Replace Luke with MLuke in Notebook/ConLL-2003

mrpeerat commented 2 years ago

Hi!

I'm trying to run MLuke on https://github.com/studio-ousia/luke/blob/master/notebooks/huggingface_conll_2003.ipynb by replacing studio-ousia/luke-large-finetuned-conll-2003 with studio-ousia/mluke-large-lite-finetuned-conll-2003 and changing LukeTokenizer to MLukeTokenizer. Every thing looks find until the block:

batch_size = 2 all_logits = []

for batch_start_idx in trange(0, len(test_examples), batch_size): batch_examples = test_examples[batch_start_idx:batch_start_idx + batch_size] texts = [example["text"] for example in batch_examples] entity_spans = [example["entity_spans"] for example in batch_examples]
inputs = tokenizer(texts, entity_spans=entity_spans, return_tensors="pt", padding=True)
inputs = inputs.to("cuda")
with torch.no_grad():
    outputs = model(**inputs)
all_logits.extend(outputs.logits.tolist())

The error is

AttributeError Traceback (most recent call last) Cell In [8], line 12 10 inputs = inputs.to("cuda") 11 with torch.no_grad(): ---> 12 outputs = model(**inputs) 13 all_logits.extend(outputs.logits.tolist())

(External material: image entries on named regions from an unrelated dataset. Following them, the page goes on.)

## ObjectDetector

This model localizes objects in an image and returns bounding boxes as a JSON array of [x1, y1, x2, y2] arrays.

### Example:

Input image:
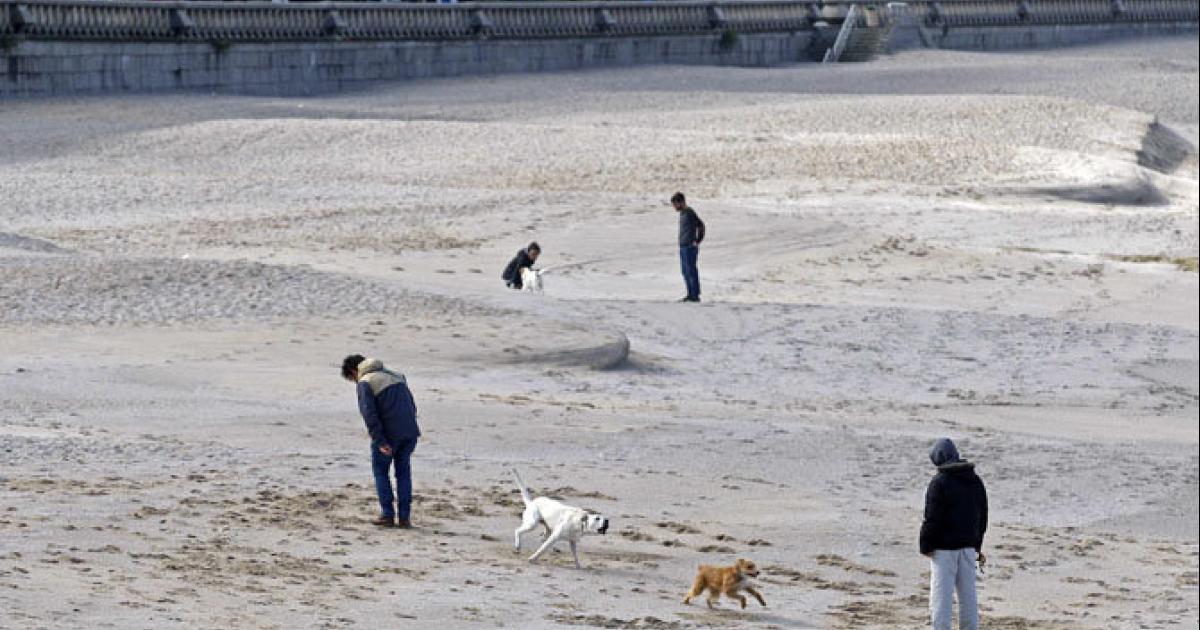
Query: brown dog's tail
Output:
[[509, 468, 533, 505]]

File /opt/conda/envs/spacy_env/lib/python3.9/site-packages/torch/nn/modules/module.py:1102, in Module._call_impl(self, *input, *kwargs) 1098 # If we don't have any hooks, we want to skip the rest of the logic in 1099 # this function, and just call forward. 1100 if not (self._backward_hooks or self._forward_hooks or self._forward_pre_hooks or _global_backward_hooks 1101 or _global_forward_hooks or _global_forward_pre_hooks): -> 1102 return forward_call(input, **kwargs) 1103 # Do not call functions when jit is used 1104 full_backward_hooks, non_full_backward_hooks = [], []

File /opt/conda/envs/spacy_env/lib/python3.9/site-packages/transformers/models/luke/modeling_luke.py:1588, in LukeForEntitySpanClassification.forward(self, input_ids, attention_mask, token_type_ids, position_ids, entity_ids, entity_attention_mask, entity_token_type_ids, entity_position_ids, entity_start_positions, entity_end_positions, head_mask, inputs_embeds, labels, output_attentions, output_hidden_states, return_dict) 1571 outputs = self.luke( 1572 input_ids=input_ids, 1573 attention_mask=attention_mask, (...) 1584 return_dict=True, 1585 ) 1586 hidden_size = outputs.last_hidden_state.size(-1) -> 1588 entity_start_positions = entity_start_positions.unsqueeze(-1).expand(-1, -1, hidden_size) 1589 start_states = torch.gather(outputs.last_hidden_state, -2, entity_start_positions) 1590 entity_end_positions = entity_end_positions.unsqueeze(-1).expand(-1, -1, hidden_size)

AttributeError: 'NoneType' object has no attribute 'unsqueeze'

Thank you.

ryokan0123 commented 2 years ago

Hi @mrpeerat, thank you for reporting the problem.

It seems that the problem can be solved by setting tokenizer.task = "entity_span_classification".

This should have been set by default when instantiating the tokenizer from the huggingface hub... We have fixed that, so it should be fine if you re-run the entire notebook. Or you could alleviate the issue by manually setting the task attribute as above.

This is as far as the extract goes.